Class HistogramState

  • All Implemented Interfaces:
    Serializable

    public class HistogramState
    extends Object
    implements Serializable
    Stores a histogram of numerical values, used in range facets. The histogram is computed using a uniform subdivision of the interval in which the distribution spreads and the bin size is required to be an integer power of the bin base (10 by default).
    Author:
    Antonin Delpeuch
    See Also:
    Serialized Form
    • Constructor Detail

      • HistogramState

        public HistogramState​(long numericCount,
                              long nonNumericCount,
                              long errorCount,
                              long blankCount,
                              int logBinSize,
                              long minBin,
                              long[] bins)
        Creates a state where multiple distinct numeric values are stored.
        Parameters:
        numericCount - number of numeric values
        nonNumericCount - number of non numeric values (text, dates…)
        errorCount - number of error values
        blankCount - number of blank values
        logBinSize - size of a bin, as an exponent of the base (10)
        minBin - lowest boundary of the lowest bin, divided by the bin size
        bins - array of bins, each of which contains the number of values in that bin
      • HistogramState

        public HistogramState​(long numericCount,
                              long nonNumericCount,
                              long errorCount,
                              long blankCount,
                              double singleValue)
    • Method Detail

      • getNumericCount

        public long getNumericCount()
      • getNonNumericCount

        public long getNonNumericCount()
      • getErrorCount

        public long getErrorCount()
      • getBlankCount

        public long getBlankCount()
      • getLogBinSize

        public int getLogBinSize()
      • getBinSize

        public double getBinSize()
      • getMinBin

        public long getMinBin()
        The start of the first bin, represented as an integer.

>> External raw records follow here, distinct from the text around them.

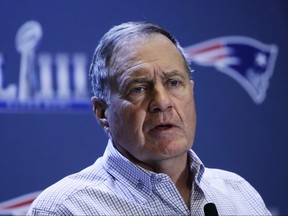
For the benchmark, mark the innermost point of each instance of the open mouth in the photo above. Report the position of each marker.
(163, 127)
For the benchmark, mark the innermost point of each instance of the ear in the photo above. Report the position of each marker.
(192, 83)
(99, 108)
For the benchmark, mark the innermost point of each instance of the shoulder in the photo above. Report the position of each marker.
(211, 173)
(223, 185)
(51, 200)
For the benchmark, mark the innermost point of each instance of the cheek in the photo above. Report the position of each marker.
(126, 119)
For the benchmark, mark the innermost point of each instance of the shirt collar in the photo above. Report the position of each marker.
(141, 179)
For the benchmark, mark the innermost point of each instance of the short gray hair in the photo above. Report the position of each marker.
(101, 61)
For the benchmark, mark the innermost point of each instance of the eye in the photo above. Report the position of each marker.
(174, 83)
(137, 90)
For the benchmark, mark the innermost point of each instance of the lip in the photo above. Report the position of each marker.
(163, 126)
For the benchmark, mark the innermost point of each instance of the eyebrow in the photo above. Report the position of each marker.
(146, 79)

To get the actual value (as a double), multiply by the bin size.
      • getMaxBin

        public long getMaxBin()
        The end of the last bin, represented as an integer. To get the actual value (as a double), multiply by the bin size.
      • getBins

        public long[] getBins()
      • getSingleValue

        public double getSingleValue()
      • rescale

        public HistogramState rescale​(int newLogBinSize)
        Given a larger bin size (therefore generating coarser bins), return a new version of this facet state by merging the neighbouring bins together to obtain the desired bin size.
        Parameters:
        newLogBinSize - the new power of 10 to use as a bin size
        Returns:
      • addCounts

        public HistogramState addCounts​(long nonNumericCount,
                                        long errorCount,
                                        long blankCount)
        Add counts outside the numeric range (non numeric, errors and blanks).
        Parameters:
        nonNumericCount -
        errorCount -
        blankCount -
        Returns:
        a new histogram state
      • extend

        public HistogramState extend​(long newMinBin,
                                     long newMaxBin)
        Extend the bins to new bounds, filling the newly-created bins with zeroes.
        Parameters:
        newMinBin -
        newMaxBin -
        Returns:
      • hashCode

        public int hashCode()
        Overrides:
        hashCode in class Object